Frankly, I wouldn't like to live in a tower or near the woods - because of safety reasons, fire hazards in particular (See the latest disasters: Grenfell tower -London, and the forest fires in Portugal ).

I 've worked ,however,in a tower for many years, an office tower in Tel Aviv, called Shalom Tower ('shalom' meaning 'peace' in hebrew). 
I wasn't crazy about the place despite the view of the Mediterranean through my window .  I disliked the dependence on elevators and the impatient crowds waiting for them. I did like, though, its central position and proximity to the sea, city market, cultural and  shopping areas.

Panoramic view ,including the sea, from the 19th floor (not digital photo)

Shalom  Tower ,named after Shalom Meir, father of the tower's two developers, 
has 34 floors, the lobby and the first floor serving as free art galleries (mosaics, paintings, sculptures), and photo exhibitions (of people, maps, projects..) with emphasis on the city's history and urban development.

mosaic wall

mosaic wall

photo exhibits

photo exhibits

When its construction was completed, in 1965, it was the tallest tower in  the Middle East. Since then, many towers, both residential and office towers have been  erected in  the major cities of the country, some of them of  great architectural beauty.

Shalom Tower seen from adjacent Herzel street

Whether we like it or not, these towers are taking over. There's shortage of land, of housing, of parking lots, of green spots - so we're told - and the towers are supposed to solve these issues.

Let's hope that towers and skyscrapers regardless of place will bring real 'Shalom' ('Peace')  to the people that live/work in them.

Saturday, June 10, 2017

When general Allenby's street meets baron Rotschild's street



I had some errands to run in the big city. Near the intersection of the two major streets Allenby and Rothschild, I noticed... (how could I not? the cool music that emerged from that direction was loud and inviting) an indoors food market that was not there several months ago. I entered the place (located in a passage of a building) to have a closer look at it.


It is not big but it has  a great variety of food displayed in a few small shops (fruit and vegetables, fish, liquor store), and on many stands (coffee, bakery products, fish and chips, freshly squeezed juices, pasta, sandwiches, japanese dishes, etc..).There's something for everyone, as they say.. At the entrance/exit - a stationary trike with young vendors selling ice-cream.






Nothing special about the food concept.. The design of the place, however, is eye-catching:  six-seven columns with scenes from daily life created in colorful mosaics; the entrance wall, the roof and some columns are covered with lovely decorative tiles. Interesting light fixtures too, and a variety of chairs and tables to acommodate the needs of the customers. No doubt, food goes well with good design and architecture.
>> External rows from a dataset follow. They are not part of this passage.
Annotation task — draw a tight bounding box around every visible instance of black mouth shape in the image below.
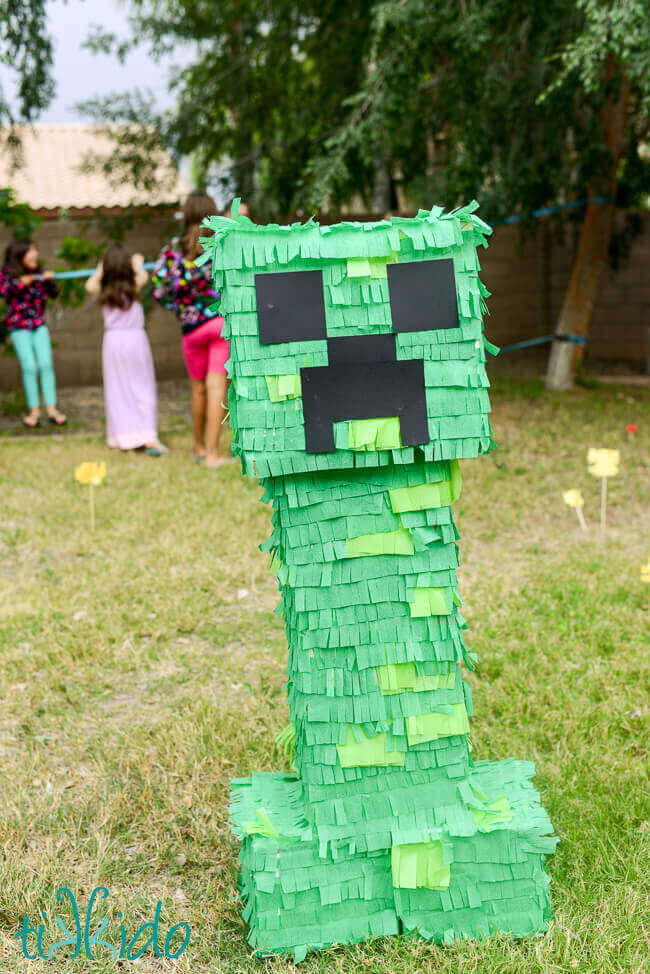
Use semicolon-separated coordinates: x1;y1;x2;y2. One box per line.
300;335;429;453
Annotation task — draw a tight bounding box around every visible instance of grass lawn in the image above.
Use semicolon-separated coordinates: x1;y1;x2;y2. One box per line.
0;382;650;974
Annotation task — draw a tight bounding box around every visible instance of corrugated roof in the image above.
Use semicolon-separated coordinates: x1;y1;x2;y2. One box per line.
0;124;188;210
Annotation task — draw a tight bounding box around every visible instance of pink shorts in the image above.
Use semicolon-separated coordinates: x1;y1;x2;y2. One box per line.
183;315;230;382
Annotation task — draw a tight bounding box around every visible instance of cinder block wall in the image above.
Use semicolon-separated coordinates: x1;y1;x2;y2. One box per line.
479;214;650;370
0;208;650;391
0;213;185;392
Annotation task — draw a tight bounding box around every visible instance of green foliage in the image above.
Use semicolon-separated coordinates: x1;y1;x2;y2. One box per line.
0;0;54;151
0;188;41;237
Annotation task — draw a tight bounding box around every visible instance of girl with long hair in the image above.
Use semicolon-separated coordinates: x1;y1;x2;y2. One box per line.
152;190;229;467
0;239;66;429
86;243;167;456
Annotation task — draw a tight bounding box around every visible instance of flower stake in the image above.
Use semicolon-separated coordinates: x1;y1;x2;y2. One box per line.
562;490;587;534
587;447;621;538
74;460;106;531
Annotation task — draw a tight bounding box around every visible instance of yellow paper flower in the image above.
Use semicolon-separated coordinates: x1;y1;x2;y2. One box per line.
587;447;621;477
74;460;106;487
562;490;585;507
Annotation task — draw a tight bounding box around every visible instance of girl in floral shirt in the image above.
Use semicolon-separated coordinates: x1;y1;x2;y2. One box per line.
151;190;229;467
0;240;66;429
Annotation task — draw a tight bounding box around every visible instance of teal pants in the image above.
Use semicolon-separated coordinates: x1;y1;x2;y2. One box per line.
11;325;56;409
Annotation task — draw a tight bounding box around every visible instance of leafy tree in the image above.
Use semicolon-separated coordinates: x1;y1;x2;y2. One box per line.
85;0;650;388
80;0;372;219
0;0;54;152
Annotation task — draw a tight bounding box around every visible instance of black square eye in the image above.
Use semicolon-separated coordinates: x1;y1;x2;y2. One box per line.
255;271;327;345
388;258;458;333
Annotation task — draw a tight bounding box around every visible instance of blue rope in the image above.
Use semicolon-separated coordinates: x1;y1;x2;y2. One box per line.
54;260;156;281
490;196;608;227
45;196;607;278
499;335;587;354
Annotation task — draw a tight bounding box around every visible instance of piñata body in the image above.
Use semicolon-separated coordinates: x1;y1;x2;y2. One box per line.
200;209;556;959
Allenby street (named in honor of the british field mareshal Edmund Allenby) is a very busy commercial street with all kinds of shops and eateries.
Rothschild Boulevard (named in honor of baron Edmund James Rothschild of the european banking dynasty) is a more elegant and iconic street. It has superb architecture and  houses cultural institutions, art galleries, gourmet restaurants, bank headquarters. 

Allenby-Rothschild intersection

Both 'Edmunds' - the army figure and the financial magnate- would have been  pleased.  People-  locals and tourists - love these two lively streets in the heart of the city of Tel-Aviv. And now this food market thing...




The Rothschild-Allenby food market seems to be a fusion of  two worlds represented by the two different streets which sit in the same area. It fits the simplicity of those who live/shop/walk on Allenby street, and the sophistication of those who live/work/ enjoy culture on Rothschild boulevard. 



That's how it goes today - flexible boundaries; fast food near chef food, soldiers sitting at the bar next to bankers, locals mingling with tourists, young and old - all looking for a tasty bite at a decent price.